Materials and Methods: In this study, one-hundred patients (including 62 females and 38 males with an average age of 49±11.5 years) with adult periodontitis referred to periodontics department of School of Dentistry/Tehran University of Medical Sciences were investigated. The samples were taken and sent immediately to the laboratory for culture and molecular evaluation. The PCR was performed using specific primers and the statistical analysis of data was performed using SPSS statistic software and McNemar test.
Results: The results demonstrated that the total detection rate in culture method was 64%. The rate of Aggregatibacter actinomycetemcomitans (Aa) was 28% which was significantly higher than that of Porphyromonas gingivalis (Pg) (6%) and Prevotella intermedia (Pi) (3%). 27% of cases showed mixed bacterial growth. 65% of patients were positive using molecular method. The rate of Aa (30%) was significantly higher than that of Pg (7%) and Pi (5%). The mixed PCR positive rate containing of Aa, Pg and Pi was (23%).

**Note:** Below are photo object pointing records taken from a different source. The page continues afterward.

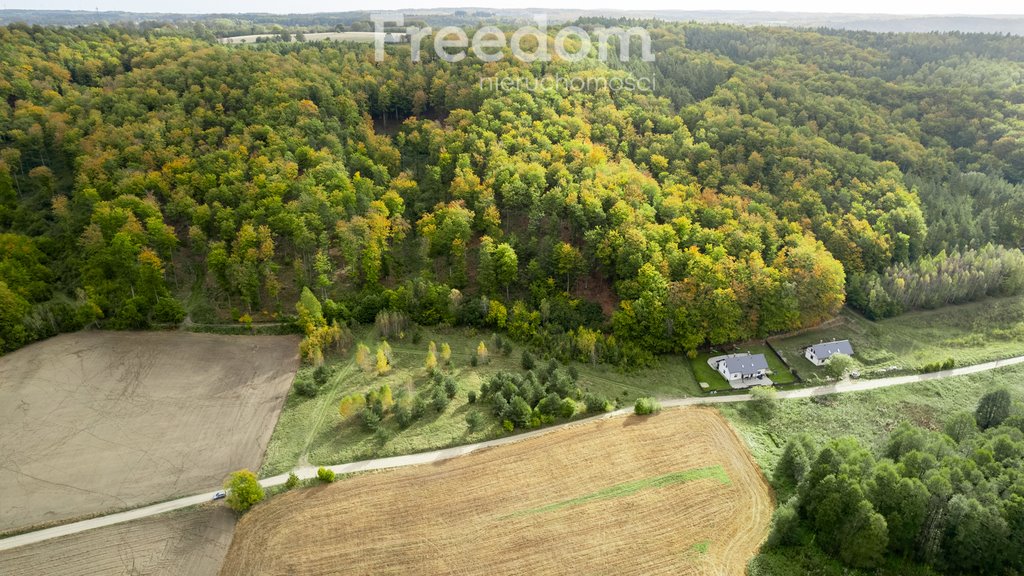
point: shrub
(567, 408)
(371, 420)
(403, 415)
(596, 403)
(526, 361)
(321, 375)
(992, 409)
(451, 387)
(946, 364)
(439, 400)
(326, 476)
(305, 385)
(645, 406)
(244, 490)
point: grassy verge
(868, 415)
(310, 429)
(970, 333)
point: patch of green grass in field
(311, 430)
(701, 547)
(630, 488)
(970, 333)
(705, 373)
(869, 415)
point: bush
(645, 406)
(992, 409)
(596, 403)
(244, 491)
(526, 361)
(371, 420)
(321, 375)
(946, 364)
(304, 385)
(168, 311)
(451, 387)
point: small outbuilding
(819, 354)
(741, 367)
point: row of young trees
(952, 499)
(931, 282)
(536, 398)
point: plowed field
(675, 493)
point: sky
(848, 6)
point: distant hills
(872, 23)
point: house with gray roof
(819, 354)
(741, 367)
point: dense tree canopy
(148, 173)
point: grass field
(970, 333)
(705, 373)
(868, 415)
(192, 541)
(670, 494)
(310, 430)
(95, 421)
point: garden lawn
(971, 333)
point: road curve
(449, 453)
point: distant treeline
(936, 281)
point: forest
(150, 175)
(951, 499)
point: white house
(818, 354)
(743, 366)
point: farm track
(466, 516)
(448, 453)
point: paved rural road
(449, 453)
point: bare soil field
(95, 421)
(677, 493)
(190, 541)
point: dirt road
(448, 453)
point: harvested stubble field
(95, 421)
(675, 493)
(183, 542)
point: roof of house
(747, 364)
(826, 350)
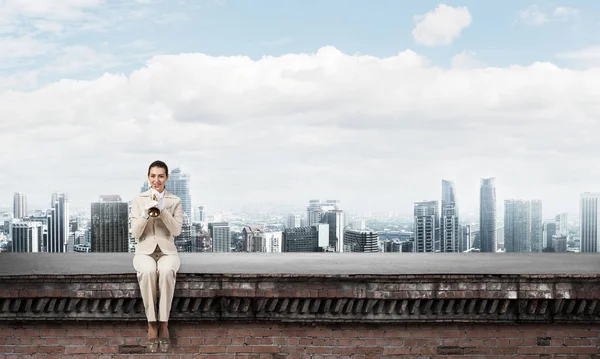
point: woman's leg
(168, 265)
(146, 273)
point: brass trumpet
(153, 211)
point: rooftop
(322, 264)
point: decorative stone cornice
(311, 298)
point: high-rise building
(450, 230)
(179, 185)
(109, 230)
(537, 229)
(487, 215)
(220, 236)
(250, 236)
(359, 224)
(559, 243)
(336, 219)
(467, 240)
(26, 236)
(562, 224)
(317, 209)
(362, 241)
(302, 239)
(426, 226)
(201, 214)
(19, 205)
(58, 224)
(145, 186)
(550, 230)
(294, 221)
(589, 215)
(517, 225)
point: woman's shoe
(152, 345)
(165, 343)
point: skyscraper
(179, 185)
(426, 226)
(562, 224)
(221, 237)
(450, 230)
(589, 215)
(317, 209)
(517, 225)
(58, 224)
(26, 236)
(201, 214)
(294, 221)
(537, 229)
(336, 219)
(19, 205)
(364, 241)
(109, 230)
(487, 215)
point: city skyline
(374, 114)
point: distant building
(559, 243)
(26, 236)
(109, 230)
(362, 241)
(450, 229)
(294, 221)
(517, 225)
(487, 215)
(537, 230)
(220, 234)
(589, 214)
(426, 226)
(19, 205)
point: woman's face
(157, 178)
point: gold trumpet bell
(153, 211)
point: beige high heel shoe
(165, 343)
(152, 346)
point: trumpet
(154, 211)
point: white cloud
(564, 13)
(23, 47)
(26, 80)
(534, 16)
(583, 58)
(588, 53)
(466, 60)
(373, 132)
(441, 26)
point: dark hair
(159, 164)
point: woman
(156, 259)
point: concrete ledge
(277, 289)
(326, 264)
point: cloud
(26, 80)
(23, 47)
(582, 58)
(534, 16)
(588, 53)
(466, 60)
(441, 26)
(563, 13)
(377, 133)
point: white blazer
(150, 232)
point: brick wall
(300, 340)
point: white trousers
(157, 268)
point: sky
(280, 102)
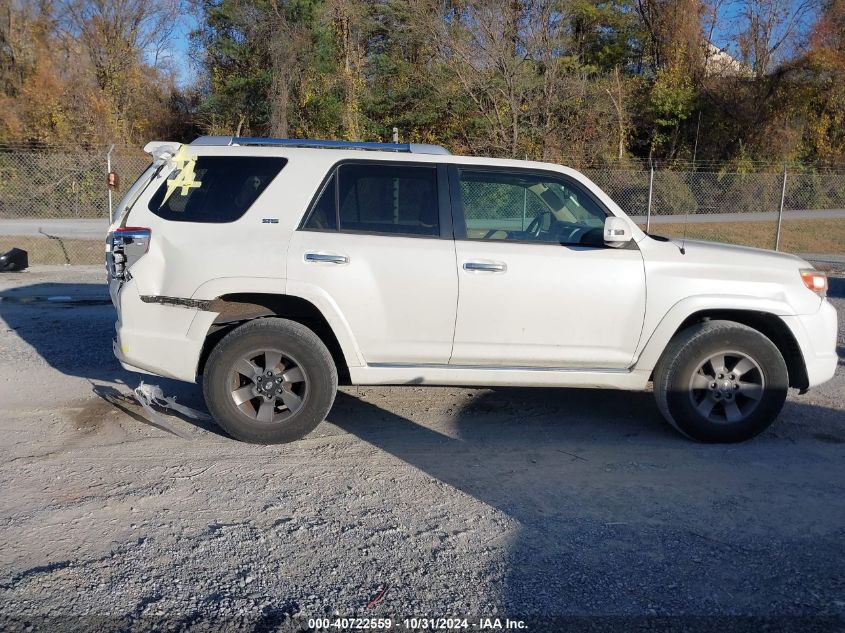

Conclusion: In this study, it was found that most of the bacteria isolated using culture and molecular methods were Aa, Pg and Pi, respectively. Although the detection frequencies of both techniques were similar, the specificity, sensitivity and bacterial detection speed of the PCR technique is obviously higher. Therefore, the use of molecular techniques is strongly recommended. However, both techniques seem to be suitable for microbiological diagnostics.